Cuando mis hijos llegaron, es natural, mi vida dio un gran giro. Tocaba madurar, procurarles un futuro cada vez mejor. Las cosas que antes no me importaban, como el seguro social, las tasas de desempleo, la crisis, los impuestos y ese tipo de cosas —que yo consideraba tonterías—, de repente empezaron a parecerme tan importantes, tan cruciales, que en unos cuantos años cambió mi visión del mundo.
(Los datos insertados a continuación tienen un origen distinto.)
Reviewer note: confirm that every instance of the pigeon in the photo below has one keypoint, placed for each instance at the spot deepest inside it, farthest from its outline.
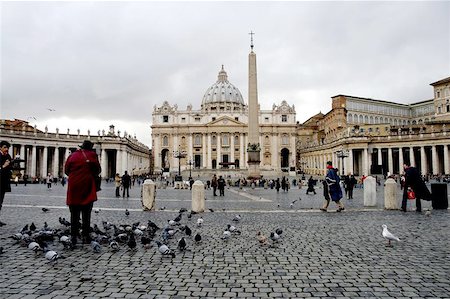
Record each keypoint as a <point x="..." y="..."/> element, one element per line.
<point x="114" y="246"/>
<point x="226" y="235"/>
<point x="131" y="242"/>
<point x="237" y="218"/>
<point x="261" y="238"/>
<point x="164" y="250"/>
<point x="34" y="246"/>
<point x="197" y="238"/>
<point x="387" y="235"/>
<point x="96" y="247"/>
<point x="182" y="244"/>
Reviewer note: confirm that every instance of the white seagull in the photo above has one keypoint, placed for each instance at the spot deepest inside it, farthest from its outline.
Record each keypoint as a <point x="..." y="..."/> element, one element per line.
<point x="387" y="235"/>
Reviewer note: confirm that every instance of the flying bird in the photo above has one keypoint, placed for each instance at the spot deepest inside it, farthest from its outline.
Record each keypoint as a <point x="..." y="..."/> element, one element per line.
<point x="387" y="235"/>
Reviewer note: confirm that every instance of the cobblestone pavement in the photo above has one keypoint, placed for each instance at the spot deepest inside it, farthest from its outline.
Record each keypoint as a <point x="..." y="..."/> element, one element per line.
<point x="327" y="255"/>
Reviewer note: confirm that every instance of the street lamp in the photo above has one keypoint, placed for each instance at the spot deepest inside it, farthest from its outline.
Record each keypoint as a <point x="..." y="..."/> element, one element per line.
<point x="342" y="154"/>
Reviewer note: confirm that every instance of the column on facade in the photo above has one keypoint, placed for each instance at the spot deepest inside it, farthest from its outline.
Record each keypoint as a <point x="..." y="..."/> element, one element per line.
<point x="125" y="161"/>
<point x="56" y="162"/>
<point x="232" y="147"/>
<point x="241" y="150"/>
<point x="390" y="161"/>
<point x="423" y="161"/>
<point x="44" y="162"/>
<point x="446" y="164"/>
<point x="103" y="163"/>
<point x="176" y="151"/>
<point x="218" y="150"/>
<point x="412" y="159"/>
<point x="434" y="160"/>
<point x="191" y="146"/>
<point x="380" y="157"/>
<point x="209" y="161"/>
<point x="274" y="151"/>
<point x="365" y="161"/>
<point x="22" y="156"/>
<point x="400" y="160"/>
<point x="119" y="162"/>
<point x="204" y="157"/>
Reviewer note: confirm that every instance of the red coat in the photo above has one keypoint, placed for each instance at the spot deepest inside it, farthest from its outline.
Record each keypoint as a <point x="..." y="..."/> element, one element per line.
<point x="81" y="171"/>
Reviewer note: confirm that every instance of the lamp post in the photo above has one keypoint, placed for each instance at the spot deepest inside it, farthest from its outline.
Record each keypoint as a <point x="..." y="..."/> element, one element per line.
<point x="342" y="154"/>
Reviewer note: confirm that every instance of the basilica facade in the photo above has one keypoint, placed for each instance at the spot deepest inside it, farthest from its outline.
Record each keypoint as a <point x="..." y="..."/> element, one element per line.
<point x="214" y="138"/>
<point x="364" y="136"/>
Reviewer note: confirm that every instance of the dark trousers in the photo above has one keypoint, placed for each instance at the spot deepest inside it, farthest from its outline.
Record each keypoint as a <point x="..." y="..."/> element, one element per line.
<point x="405" y="201"/>
<point x="126" y="189"/>
<point x="85" y="211"/>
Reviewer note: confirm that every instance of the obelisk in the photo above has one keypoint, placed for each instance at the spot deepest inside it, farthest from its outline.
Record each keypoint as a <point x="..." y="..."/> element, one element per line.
<point x="253" y="147"/>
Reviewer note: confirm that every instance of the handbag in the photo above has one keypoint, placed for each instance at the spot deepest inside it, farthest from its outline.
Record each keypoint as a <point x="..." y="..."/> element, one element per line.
<point x="410" y="194"/>
<point x="97" y="178"/>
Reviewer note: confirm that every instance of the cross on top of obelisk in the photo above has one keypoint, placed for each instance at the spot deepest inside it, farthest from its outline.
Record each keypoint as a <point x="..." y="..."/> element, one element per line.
<point x="251" y="39"/>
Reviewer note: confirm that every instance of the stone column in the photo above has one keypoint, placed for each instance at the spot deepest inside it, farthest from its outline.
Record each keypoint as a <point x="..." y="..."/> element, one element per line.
<point x="370" y="192"/>
<point x="209" y="161"/>
<point x="119" y="162"/>
<point x="198" y="197"/>
<point x="412" y="159"/>
<point x="446" y="161"/>
<point x="56" y="162"/>
<point x="33" y="161"/>
<point x="219" y="150"/>
<point x="241" y="151"/>
<point x="434" y="160"/>
<point x="380" y="157"/>
<point x="44" y="170"/>
<point x="204" y="157"/>
<point x="148" y="195"/>
<point x="423" y="161"/>
<point x="365" y="162"/>
<point x="390" y="195"/>
<point x="232" y="147"/>
<point x="104" y="163"/>
<point x="390" y="162"/>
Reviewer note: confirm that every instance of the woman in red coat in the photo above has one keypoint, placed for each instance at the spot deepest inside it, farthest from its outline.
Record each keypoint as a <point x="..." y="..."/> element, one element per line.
<point x="82" y="167"/>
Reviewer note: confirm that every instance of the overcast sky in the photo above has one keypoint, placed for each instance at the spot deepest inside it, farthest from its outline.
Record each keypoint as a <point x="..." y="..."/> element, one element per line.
<point x="102" y="63"/>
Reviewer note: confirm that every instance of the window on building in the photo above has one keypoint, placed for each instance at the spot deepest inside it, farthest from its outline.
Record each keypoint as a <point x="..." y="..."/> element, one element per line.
<point x="198" y="140"/>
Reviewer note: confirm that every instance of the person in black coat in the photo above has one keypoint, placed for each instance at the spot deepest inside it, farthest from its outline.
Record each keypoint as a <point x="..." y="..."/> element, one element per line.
<point x="414" y="180"/>
<point x="5" y="172"/>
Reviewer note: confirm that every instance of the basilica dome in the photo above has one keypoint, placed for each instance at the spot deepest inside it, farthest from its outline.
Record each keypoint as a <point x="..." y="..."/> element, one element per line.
<point x="222" y="92"/>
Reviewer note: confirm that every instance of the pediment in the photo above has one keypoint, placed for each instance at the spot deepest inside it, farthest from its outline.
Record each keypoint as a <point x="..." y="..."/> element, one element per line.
<point x="224" y="121"/>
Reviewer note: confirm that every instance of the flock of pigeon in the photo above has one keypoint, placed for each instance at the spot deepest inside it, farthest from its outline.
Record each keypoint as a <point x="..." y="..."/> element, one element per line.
<point x="115" y="237"/>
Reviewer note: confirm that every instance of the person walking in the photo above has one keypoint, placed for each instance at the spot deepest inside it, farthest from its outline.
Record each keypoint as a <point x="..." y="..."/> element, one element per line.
<point x="5" y="172"/>
<point x="414" y="180"/>
<point x="117" y="183"/>
<point x="311" y="183"/>
<point x="81" y="167"/>
<point x="221" y="185"/>
<point x="126" y="183"/>
<point x="214" y="184"/>
<point x="334" y="188"/>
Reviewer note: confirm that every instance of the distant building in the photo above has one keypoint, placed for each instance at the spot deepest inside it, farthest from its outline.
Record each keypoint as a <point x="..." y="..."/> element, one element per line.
<point x="46" y="152"/>
<point x="365" y="136"/>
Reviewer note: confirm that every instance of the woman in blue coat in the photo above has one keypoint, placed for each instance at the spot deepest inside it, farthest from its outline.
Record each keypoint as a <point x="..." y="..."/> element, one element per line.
<point x="334" y="188"/>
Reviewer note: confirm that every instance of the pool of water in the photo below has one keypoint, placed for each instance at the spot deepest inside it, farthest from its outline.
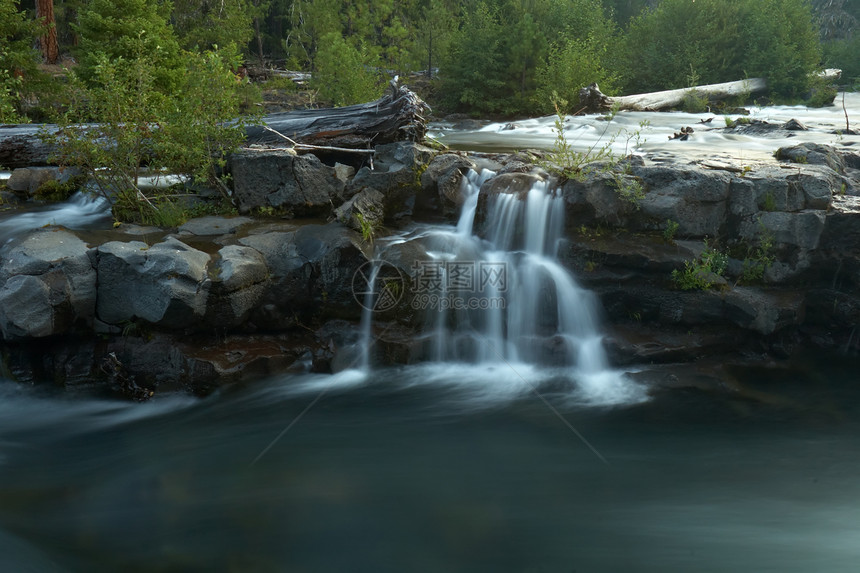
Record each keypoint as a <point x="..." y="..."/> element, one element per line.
<point x="436" y="468"/>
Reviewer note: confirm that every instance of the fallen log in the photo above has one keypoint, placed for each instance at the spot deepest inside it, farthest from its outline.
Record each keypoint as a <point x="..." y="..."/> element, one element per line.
<point x="592" y="100"/>
<point x="397" y="116"/>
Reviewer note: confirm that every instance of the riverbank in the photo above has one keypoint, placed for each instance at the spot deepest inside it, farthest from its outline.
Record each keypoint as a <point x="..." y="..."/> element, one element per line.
<point x="225" y="300"/>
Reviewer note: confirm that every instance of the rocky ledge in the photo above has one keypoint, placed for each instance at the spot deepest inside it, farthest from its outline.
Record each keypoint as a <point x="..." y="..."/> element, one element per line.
<point x="222" y="300"/>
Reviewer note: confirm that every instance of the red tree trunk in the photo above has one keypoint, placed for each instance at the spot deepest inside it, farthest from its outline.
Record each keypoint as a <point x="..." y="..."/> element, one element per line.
<point x="48" y="40"/>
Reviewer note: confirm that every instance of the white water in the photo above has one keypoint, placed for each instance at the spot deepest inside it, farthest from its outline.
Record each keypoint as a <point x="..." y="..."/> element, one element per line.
<point x="709" y="141"/>
<point x="536" y="325"/>
<point x="81" y="211"/>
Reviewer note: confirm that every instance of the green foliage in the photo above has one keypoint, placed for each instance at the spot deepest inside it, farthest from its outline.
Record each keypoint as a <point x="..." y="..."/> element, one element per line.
<point x="9" y="88"/>
<point x="343" y="75"/>
<point x="670" y="230"/>
<point x="110" y="30"/>
<point x="213" y="24"/>
<point x="702" y="272"/>
<point x="564" y="160"/>
<point x="18" y="59"/>
<point x="842" y="54"/>
<point x="189" y="133"/>
<point x="759" y="257"/>
<point x="568" y="67"/>
<point x="722" y="41"/>
<point x="368" y="229"/>
<point x="506" y="50"/>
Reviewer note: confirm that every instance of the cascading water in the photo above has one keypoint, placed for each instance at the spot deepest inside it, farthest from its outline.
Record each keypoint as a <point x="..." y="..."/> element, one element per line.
<point x="502" y="298"/>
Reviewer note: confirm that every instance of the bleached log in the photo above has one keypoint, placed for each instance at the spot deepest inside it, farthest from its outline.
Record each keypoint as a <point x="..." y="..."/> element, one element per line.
<point x="398" y="115"/>
<point x="592" y="100"/>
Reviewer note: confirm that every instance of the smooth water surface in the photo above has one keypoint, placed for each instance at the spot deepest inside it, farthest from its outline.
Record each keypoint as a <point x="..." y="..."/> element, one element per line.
<point x="709" y="140"/>
<point x="435" y="468"/>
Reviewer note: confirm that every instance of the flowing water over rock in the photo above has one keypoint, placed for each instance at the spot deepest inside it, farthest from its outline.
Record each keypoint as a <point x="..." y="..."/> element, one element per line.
<point x="81" y="211"/>
<point x="709" y="140"/>
<point x="504" y="301"/>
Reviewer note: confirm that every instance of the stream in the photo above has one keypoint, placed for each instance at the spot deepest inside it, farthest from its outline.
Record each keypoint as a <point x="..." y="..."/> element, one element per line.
<point x="485" y="460"/>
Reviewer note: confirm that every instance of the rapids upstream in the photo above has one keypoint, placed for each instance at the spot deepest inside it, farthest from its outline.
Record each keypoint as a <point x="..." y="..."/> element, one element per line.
<point x="519" y="449"/>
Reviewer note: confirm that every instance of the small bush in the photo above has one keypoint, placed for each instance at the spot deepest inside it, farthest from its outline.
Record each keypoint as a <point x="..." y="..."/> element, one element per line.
<point x="342" y="74"/>
<point x="702" y="272"/>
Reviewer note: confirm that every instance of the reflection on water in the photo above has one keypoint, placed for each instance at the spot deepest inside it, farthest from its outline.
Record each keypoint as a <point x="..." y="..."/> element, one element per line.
<point x="419" y="469"/>
<point x="710" y="140"/>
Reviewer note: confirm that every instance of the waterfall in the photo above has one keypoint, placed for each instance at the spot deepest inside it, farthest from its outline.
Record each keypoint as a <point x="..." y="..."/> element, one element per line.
<point x="500" y="296"/>
<point x="532" y="310"/>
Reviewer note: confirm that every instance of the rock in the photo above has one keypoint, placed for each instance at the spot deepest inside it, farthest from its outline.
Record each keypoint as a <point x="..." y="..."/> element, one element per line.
<point x="593" y="201"/>
<point x="794" y="125"/>
<point x="801" y="229"/>
<point x="695" y="198"/>
<point x="364" y="212"/>
<point x="396" y="175"/>
<point x="166" y="284"/>
<point x="344" y="172"/>
<point x="311" y="273"/>
<point x="61" y="277"/>
<point x="812" y="154"/>
<point x="239" y="281"/>
<point x="297" y="185"/>
<point x="762" y="311"/>
<point x="442" y="178"/>
<point x="215" y="225"/>
<point x="26" y="309"/>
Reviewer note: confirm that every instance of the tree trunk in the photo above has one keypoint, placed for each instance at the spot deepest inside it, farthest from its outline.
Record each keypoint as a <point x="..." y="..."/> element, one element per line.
<point x="394" y="117"/>
<point x="48" y="40"/>
<point x="592" y="100"/>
No diré que de la noche a la mañana me volví sabio. ¡Ni mucho menos! El problema es que cuando a uno le afectan verdaderamente las cosas, no le queda más remedio que estudiarlas, comprenderlas, aunque sea bajo la escuela de la vida y la experiencia. Con el tiempo vi cómo estaba organizado el mundo en realidad, y no pude sentir más que pena por el futuro que le esperaba a mis hijos. Fue entonces cuando llegué a una etapa de madurez diferente, dejando mi idiotez griega atrás, empecé querer hacer algo para mejorar el mundo en el que vivo, no desde el punto de vista del egoísmo, como etapas atrás, sino desde el altruismo propio de quien vela por la vida y futuro de alguien.
Una vez que alcanzas ese grado de comprensión de la vida y del entorno, ya no puedes volver a ser el mismo sin culpas. Uno llega a sospechar que este mundo no está así porque la mayoría hagan esfuerzo por dañarlo, ¡no!. Tampoco es que sean pocos los que comprendan la verdadera situación del mundo. No se necesita ser un genio para saber que humanidad en su conjunto están yéndose a pique, eso más o menos lo intuyen todos. El problema está en que la mayoría de los que comprenden esta realidad, son seres inactivos.
Confieso que jamás participé en protesta o marcha alguna, algunos no estamos hechos para eso. Tampoco querría que mis hijos se expusieran a ello. Sin embargo, a mis sesenta años, creo entender que una persona hace mucho compartiendo sus ideas. Creo tener la certeza de que la fuerza más poderosa para la gente —y la más menospreciada— son las ideas.
Ahora creo que no solo basta con estar inconforme con el sistema y criticarlo. Siento que la misión de todo ciudadano desee salir de la idiotez al estilo griego, debe estudiar su realidad, cuestionarla y conversar de ello una y otra vez con su prójimo. Que tal como se desea mover las economías locales, las ideas también deben ponerse en movimiento, deben pasar de mano en mano, para que aumenten tal como lo hace el dinero.
Hace algunos años, y con muchas vivencias sobre los hombros, pude dejar mi inactividad atrás, pude dejar la protesta infructuosa y carente de sentido, para profesar una verdad más elevada, para contribuir al mercado local de ideas. Al fin llegué a entender que las ideas son el gatillo que golpea y dispara la bala que acaba con quien desea vivir como parásito agresivo del esfuerzo de otros.
*Esta es la reflexión de Alfonso Cedillo, un hombre cualquiera, enviada a un periódico cualquiera. Un editor cualquiera la rechazó de su sección de Cartas de los lectores, por considerarla una reflexión absurda.